1株当たり純資産は68.39円で前期70.89円から低下、4期連続の純損失計上で利益剰余金は△73.97億円となった。配当については本開示では言及がなく、本開示からは判断材料が限られる。親会社昭和ホールディングスの議決権比率は53.18%で支配株主依存が続く。役員報酬総額は取締役32,740千円、監査等委員7,500千円と限度額に対し低水準に抑制されている点は留意。

戦略的価値スコア 0

東南アジア中心のDigital Finance事業(Group Lease PCL.)と国内コンテンツ事業の二本柱は維持。2025年4月のリゾート事業(P.P.Coral Resort等)持分譲渡で非中核資産を整理し、得た資金を長期的赤字解消に充てる方針を示す。コンテンツ事業ではベトナム・インドネシア・タイでカードゲーム展開を継続。一方、Digital Finance事業のGL Finance PLC.はカンボジア国立銀行からライセンス取消・清算となり海外展開の一部は縮小局面にある。

市場反応スコア 0

本開示は事業報告と計算書類を含む有価証券報告書であり、株主総会招集通知と一体で開示されている。純損失幅の大幅縮小は表面的にはポジティブだが、営業赤字拡大とロイヤリティ収入剥落、訴訟リスクの継続といった悪材料が混在する。

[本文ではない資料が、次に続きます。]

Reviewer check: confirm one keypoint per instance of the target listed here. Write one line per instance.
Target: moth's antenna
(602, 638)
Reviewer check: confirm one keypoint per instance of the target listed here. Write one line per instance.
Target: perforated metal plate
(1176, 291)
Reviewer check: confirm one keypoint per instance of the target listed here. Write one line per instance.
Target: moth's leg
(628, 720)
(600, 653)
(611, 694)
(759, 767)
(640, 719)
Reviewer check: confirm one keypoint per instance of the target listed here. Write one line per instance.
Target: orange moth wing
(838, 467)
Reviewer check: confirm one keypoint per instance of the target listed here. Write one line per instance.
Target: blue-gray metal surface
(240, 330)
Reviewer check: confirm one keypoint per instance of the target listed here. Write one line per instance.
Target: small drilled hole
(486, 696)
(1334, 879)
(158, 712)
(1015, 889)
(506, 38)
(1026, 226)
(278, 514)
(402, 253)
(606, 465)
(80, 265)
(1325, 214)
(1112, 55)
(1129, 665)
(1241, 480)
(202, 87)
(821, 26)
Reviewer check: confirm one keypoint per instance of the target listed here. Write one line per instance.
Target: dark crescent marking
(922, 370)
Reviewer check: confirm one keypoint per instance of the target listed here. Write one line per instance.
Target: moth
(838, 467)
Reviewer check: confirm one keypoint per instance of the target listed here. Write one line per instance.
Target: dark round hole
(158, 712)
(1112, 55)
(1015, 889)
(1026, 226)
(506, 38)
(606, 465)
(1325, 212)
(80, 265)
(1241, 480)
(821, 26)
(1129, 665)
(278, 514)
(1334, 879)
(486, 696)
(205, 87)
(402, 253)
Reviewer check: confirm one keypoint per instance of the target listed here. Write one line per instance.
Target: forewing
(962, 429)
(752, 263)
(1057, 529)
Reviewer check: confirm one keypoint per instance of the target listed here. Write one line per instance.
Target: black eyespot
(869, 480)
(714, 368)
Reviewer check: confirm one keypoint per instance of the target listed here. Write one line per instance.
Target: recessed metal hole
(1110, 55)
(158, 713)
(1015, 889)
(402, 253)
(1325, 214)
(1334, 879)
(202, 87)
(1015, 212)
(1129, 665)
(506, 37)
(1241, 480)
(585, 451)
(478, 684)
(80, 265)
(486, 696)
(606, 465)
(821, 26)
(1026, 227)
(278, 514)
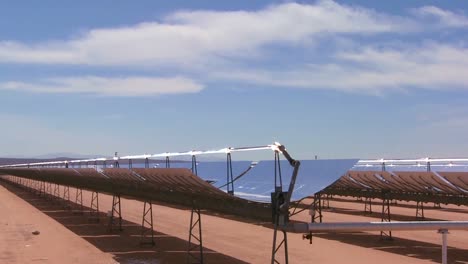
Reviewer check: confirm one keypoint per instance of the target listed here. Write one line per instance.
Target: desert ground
(67, 237)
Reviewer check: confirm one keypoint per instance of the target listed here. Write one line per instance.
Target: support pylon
(48, 191)
(116, 213)
(316, 209)
(197, 247)
(386, 217)
(79, 200)
(419, 210)
(147, 228)
(368, 205)
(94, 212)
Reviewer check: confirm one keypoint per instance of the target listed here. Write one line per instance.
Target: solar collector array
(178, 187)
(444, 187)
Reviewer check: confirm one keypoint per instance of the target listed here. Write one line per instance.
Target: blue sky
(367, 79)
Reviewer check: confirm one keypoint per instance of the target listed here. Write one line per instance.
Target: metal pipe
(376, 226)
(273, 147)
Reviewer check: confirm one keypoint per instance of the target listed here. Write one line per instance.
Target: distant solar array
(422, 186)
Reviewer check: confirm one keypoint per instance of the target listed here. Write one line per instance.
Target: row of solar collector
(439, 187)
(172, 186)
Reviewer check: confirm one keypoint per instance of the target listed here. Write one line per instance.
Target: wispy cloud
(444, 17)
(128, 86)
(371, 70)
(185, 37)
(205, 46)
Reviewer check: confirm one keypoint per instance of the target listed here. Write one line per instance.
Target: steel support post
(386, 217)
(368, 205)
(280, 218)
(147, 228)
(419, 210)
(48, 191)
(57, 190)
(277, 246)
(229, 177)
(115, 213)
(326, 201)
(168, 162)
(66, 196)
(194, 165)
(94, 212)
(316, 209)
(42, 188)
(196, 248)
(444, 233)
(79, 200)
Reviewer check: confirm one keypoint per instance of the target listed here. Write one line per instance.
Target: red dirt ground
(69, 238)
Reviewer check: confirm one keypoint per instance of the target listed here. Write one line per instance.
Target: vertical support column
(48, 190)
(195, 223)
(444, 233)
(386, 216)
(57, 190)
(42, 188)
(280, 218)
(316, 209)
(115, 212)
(276, 248)
(168, 162)
(94, 212)
(194, 165)
(326, 201)
(79, 200)
(66, 196)
(368, 205)
(419, 210)
(147, 228)
(229, 177)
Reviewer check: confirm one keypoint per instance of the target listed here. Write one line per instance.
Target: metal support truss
(168, 162)
(194, 165)
(94, 211)
(277, 246)
(42, 188)
(316, 209)
(116, 213)
(326, 201)
(280, 218)
(419, 210)
(229, 177)
(147, 228)
(386, 217)
(48, 190)
(368, 205)
(195, 250)
(66, 196)
(79, 200)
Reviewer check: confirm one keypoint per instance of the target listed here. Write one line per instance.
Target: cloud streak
(191, 36)
(128, 86)
(238, 46)
(371, 70)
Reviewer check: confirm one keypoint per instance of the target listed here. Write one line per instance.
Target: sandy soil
(70, 238)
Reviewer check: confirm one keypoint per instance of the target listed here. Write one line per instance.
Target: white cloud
(445, 17)
(184, 38)
(371, 70)
(129, 86)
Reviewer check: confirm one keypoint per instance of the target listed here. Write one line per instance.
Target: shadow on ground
(406, 247)
(124, 245)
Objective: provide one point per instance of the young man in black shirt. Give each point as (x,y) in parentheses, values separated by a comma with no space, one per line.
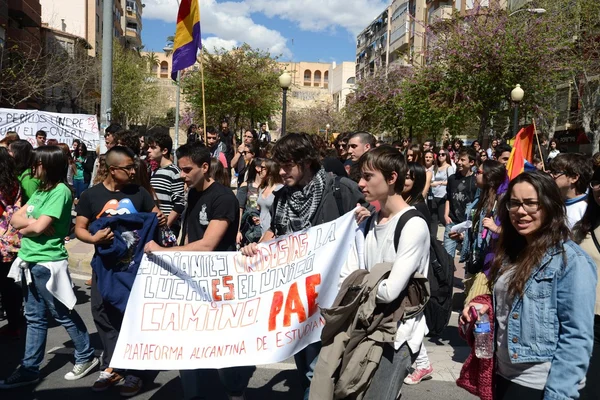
(116,194)
(210,223)
(461,190)
(309,198)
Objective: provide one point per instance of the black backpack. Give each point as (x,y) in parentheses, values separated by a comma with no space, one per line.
(440,276)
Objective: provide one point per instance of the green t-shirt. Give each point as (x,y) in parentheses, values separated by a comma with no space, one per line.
(56,203)
(29,184)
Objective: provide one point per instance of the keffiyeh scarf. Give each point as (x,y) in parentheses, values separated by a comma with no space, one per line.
(297,207)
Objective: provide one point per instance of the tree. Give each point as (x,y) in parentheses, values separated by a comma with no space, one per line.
(47,75)
(133,87)
(474,61)
(241,84)
(375,105)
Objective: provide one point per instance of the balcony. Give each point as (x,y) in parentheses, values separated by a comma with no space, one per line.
(441,13)
(133,37)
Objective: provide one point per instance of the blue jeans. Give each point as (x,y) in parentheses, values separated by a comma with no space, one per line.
(389,376)
(306,360)
(234,379)
(450,244)
(79,186)
(38,300)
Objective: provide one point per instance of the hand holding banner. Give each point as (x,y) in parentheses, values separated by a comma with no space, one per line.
(192,310)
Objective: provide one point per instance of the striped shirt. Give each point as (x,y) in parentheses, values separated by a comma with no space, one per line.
(168,185)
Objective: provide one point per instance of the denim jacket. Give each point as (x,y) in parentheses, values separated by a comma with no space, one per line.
(554,320)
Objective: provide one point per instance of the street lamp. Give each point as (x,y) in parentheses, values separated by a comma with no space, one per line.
(530,11)
(285,81)
(516,95)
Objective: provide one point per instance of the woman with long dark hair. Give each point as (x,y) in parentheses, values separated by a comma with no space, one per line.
(10,242)
(42,265)
(492,182)
(270,182)
(442,170)
(544,287)
(587,233)
(22,152)
(414,183)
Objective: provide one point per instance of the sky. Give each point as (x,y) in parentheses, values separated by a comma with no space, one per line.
(301,30)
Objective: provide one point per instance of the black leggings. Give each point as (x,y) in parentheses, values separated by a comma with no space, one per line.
(437,210)
(507,390)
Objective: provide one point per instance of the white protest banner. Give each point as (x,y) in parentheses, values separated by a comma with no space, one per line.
(62,127)
(193,310)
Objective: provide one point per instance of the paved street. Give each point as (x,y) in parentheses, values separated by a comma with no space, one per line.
(275,381)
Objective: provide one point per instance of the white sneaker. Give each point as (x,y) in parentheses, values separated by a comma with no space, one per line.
(81,370)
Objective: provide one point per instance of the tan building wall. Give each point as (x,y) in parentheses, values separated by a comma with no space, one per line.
(342,83)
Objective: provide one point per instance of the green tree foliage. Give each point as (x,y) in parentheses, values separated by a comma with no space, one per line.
(134,90)
(376,102)
(241,84)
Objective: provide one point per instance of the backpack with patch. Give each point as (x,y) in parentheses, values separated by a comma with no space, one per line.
(440,276)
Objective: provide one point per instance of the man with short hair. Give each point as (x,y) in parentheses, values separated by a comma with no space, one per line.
(384,171)
(359,143)
(116,194)
(40,138)
(215,146)
(572,173)
(264,137)
(210,224)
(310,197)
(166,180)
(502,153)
(492,149)
(460,191)
(428,145)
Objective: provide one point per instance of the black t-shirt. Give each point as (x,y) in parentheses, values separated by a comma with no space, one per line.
(98,201)
(461,191)
(216,202)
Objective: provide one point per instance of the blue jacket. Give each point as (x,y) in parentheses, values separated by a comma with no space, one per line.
(554,320)
(116,264)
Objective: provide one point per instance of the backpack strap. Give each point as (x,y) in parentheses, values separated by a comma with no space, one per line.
(399,226)
(595,239)
(337,194)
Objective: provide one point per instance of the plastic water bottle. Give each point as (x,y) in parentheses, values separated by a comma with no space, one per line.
(483,335)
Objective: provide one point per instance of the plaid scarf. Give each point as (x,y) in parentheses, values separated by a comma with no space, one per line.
(297,207)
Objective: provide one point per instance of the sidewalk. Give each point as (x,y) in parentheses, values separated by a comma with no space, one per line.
(446,353)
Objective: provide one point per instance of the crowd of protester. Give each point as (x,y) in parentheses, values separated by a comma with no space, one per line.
(529,245)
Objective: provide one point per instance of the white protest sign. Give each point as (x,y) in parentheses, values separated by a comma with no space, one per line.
(193,310)
(62,127)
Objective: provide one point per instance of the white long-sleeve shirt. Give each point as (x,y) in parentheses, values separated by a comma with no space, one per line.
(412,256)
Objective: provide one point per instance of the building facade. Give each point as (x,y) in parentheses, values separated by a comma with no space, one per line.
(372,46)
(84,18)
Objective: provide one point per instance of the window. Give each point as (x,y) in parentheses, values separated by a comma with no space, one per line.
(307,75)
(164,69)
(317,77)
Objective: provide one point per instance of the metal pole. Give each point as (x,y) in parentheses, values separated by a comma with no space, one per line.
(177,114)
(283,112)
(516,120)
(106,91)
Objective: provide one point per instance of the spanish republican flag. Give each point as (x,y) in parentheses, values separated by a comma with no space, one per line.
(521,153)
(187,36)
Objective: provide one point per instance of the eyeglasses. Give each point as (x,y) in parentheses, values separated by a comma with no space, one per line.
(529,206)
(127,169)
(556,175)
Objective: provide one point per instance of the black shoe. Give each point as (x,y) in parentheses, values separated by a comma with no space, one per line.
(18,379)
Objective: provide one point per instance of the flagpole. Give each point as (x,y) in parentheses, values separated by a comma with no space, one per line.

前日の臨時報告書で開示された定時株主総会の決議内容(取締役7名選任、賛成率約99%)は既に市場に伝達済みで、本開示単独での株価インパクトは限定的と見られる。

ガバナンス・リスクスコア -2

JTRUST ASIAとの訴訟が複数国で継続中で、2025年6月27日にはタイ民事裁判所でGroup Lease PCL.に対し約288億円相当(7,169百万タイバーツ)の損害賠償請求訴訟が新たに提起された。GLHを巡る2024年1月の確定判決(1.24億米ドル)に加え、新規請求も発生しており訴訟対応費用は数年間継続する見通し。関係会社株式7.43億円の評価に悪影響が及ぶリスクが見積上の重要項目として開示されており、ガバナンス・リスクは高い。

総合考察

総合インパクトを最も押し下げているのはガバナンス・リスク視点で、JTRUST ASIA との複数国にわたる訴訟が継続し、2025年6月にはタイ民事裁判所で約288億円規模の新規損害賠償請求が提起されている点が重い。当期純損失は前期9.42億円から2.26億円へ大幅縮小したが、これはGL の持分法投資損失が前期10.15億円から3.60億円へ縮小した効果と、P.P.Coral Resort 等の株式譲渡で1.02億円の特別利益を計上した一過性要因によるものであり、業績の構造的な改善とは言い難い。本業の営業損益は前期14百万円の損失から91百万円の損失へ拡大しており、コンテンツ事業のセグメント利益も34.1%減と減速基調にある。EDINET DB の財務トレンドでも自己資本比率は2023年度83.7%から2025年度78.8%へ低下し、純資産も29.70億円まで漸減している。投資家が今後注視すべきはGL関連訴訟(特にタイ民事裁判所での288億円請求の進展)と関係会社株式7.43億円の評価動向、コンテンツ事業のロイヤリティ収入回復の有無である。